## Step 1. Understanding Builder class

In [19]:
import datasets

In [20]:
dl_manager = datasets.DownloadManager()

Example: rotten_tomatoes reviews

In [21]:
_DOWNLOAD_URL = "https://storage.googleapis.com/seldon-datasets/sentence_polarity_v1/rt-polaritydata.tar.gz"

In [23]:
archive = dl_manager.download(_DOWNLOAD_URL)

The downloaded file is stored in the hidden `.cache` directory. You can look up the exact location of the file as below.

In [27]:
archive

'/Users/gradcheckout/.cache/huggingface/datasets/downloads/8d5816082536d6d235d1e6d1e53cc9173be5de48a03ec38b43e51789052a6c34.6d7967df3967b0b06b2972453d333c6ff314dde9b2683be1cafcd0d4f86066aa'

When you manually download the file and unzip the file, you may see the structure of how the datafiles are organized. 

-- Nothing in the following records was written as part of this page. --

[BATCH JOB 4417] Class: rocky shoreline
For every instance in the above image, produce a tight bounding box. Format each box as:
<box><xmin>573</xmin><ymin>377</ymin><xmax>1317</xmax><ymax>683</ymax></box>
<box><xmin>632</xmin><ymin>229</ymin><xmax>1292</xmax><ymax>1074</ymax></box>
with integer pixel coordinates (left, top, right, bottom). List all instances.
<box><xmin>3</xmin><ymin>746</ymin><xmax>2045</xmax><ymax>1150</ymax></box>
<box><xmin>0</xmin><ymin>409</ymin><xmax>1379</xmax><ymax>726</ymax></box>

![image.png](attachment:image.png)

![image.png](attachment:image.png)

Within the parent folder, the first file you see is `rt-polaritydata.README.1.0.txt`, and there also is a folder named `rt-polaritydata`. Within the `rt-polaritydata` folder, you may see two files `rt-polarity.neg` and `rt-polarity.pos`. All we need are the files, and using `dl_manager.iter_archive(archive)` we have a generator that iterate over the files available within the tar file. 

In [26]:
for path, f in dl_manager.iter_archive(archive):
    print(path, f)

rt-polaritydata.README.1.0.txt <ExFileObject name=''>
rt-polaritydata/rt-polarity.neg <ExFileObject name=''>
rt-polaritydata/rt-polarity.pos <ExFileObject name=''>


## Step 2. Write up *`_split_generator`* function

The function `_split_generator` returns a list of `datasets.SplitGenerator` objects, which requires the following parameters: <br>

![image.png](attachment:image.png)

Make usre that keys in `gen_kwargs` are included in the `_generate_examples` method function that will be introduced in the later section.

In [31]:
def _split_generators(dl_manager):
    """Downloads Rotten Tomatoes sentences."""
    archive = dl_manager.download(_DOWNLOAD_URL)
    return [
        datasets.SplitGenerator(
            name=datasets.Split.TRAIN,
            gen_kwargs={"split_key": "train", "files": dl_manager.iter_archive(archive)},
        ),
        datasets.SplitGenerator(
            name=datasets.Split.VALIDATION,
            gen_kwargs={"split_key": "validation", "files": dl_manager.iter_archive(archive)},
        ),
        datasets.SplitGenerator(
            name=datasets.Split.TEST,
            gen_kwargs={"split_key": "test", "files": dl_manager.iter_archive(archive)},
        ),
    ]


In [32]:
_split_generators(dl_manager)

[SplitGenerator(name='train', gen_kwargs={'split_key': 'train', 'files': <datasets.download.download_manager.ArchiveIterable object at 0x7f9fe1b01130>}, split_info=SplitInfo(name='train', num_bytes=0, num_examples=0, shard_lengths=None, dataset_name=None)),
 SplitGenerator(name='validation', gen_kwargs={'split_key': 'validation', 'files': <datasets.download.download_manager.ArchiveIterable object at 0x7fa0032ae6d0>}, split_info=SplitInfo(name='validation', num_bytes=0, num_examples=0, shard_lengths=None, dataset_name=None)),
 SplitGenerator(name='test', gen_kwargs={'split_key': 'test', 'files': <datasets.download.download_manager.ArchiveIterable object at 0x7fa0032ae910>}, split_info=SplitInfo(name='test', num_bytes=0, num_examples=0, shard_lengths=None, dataset_name=None))]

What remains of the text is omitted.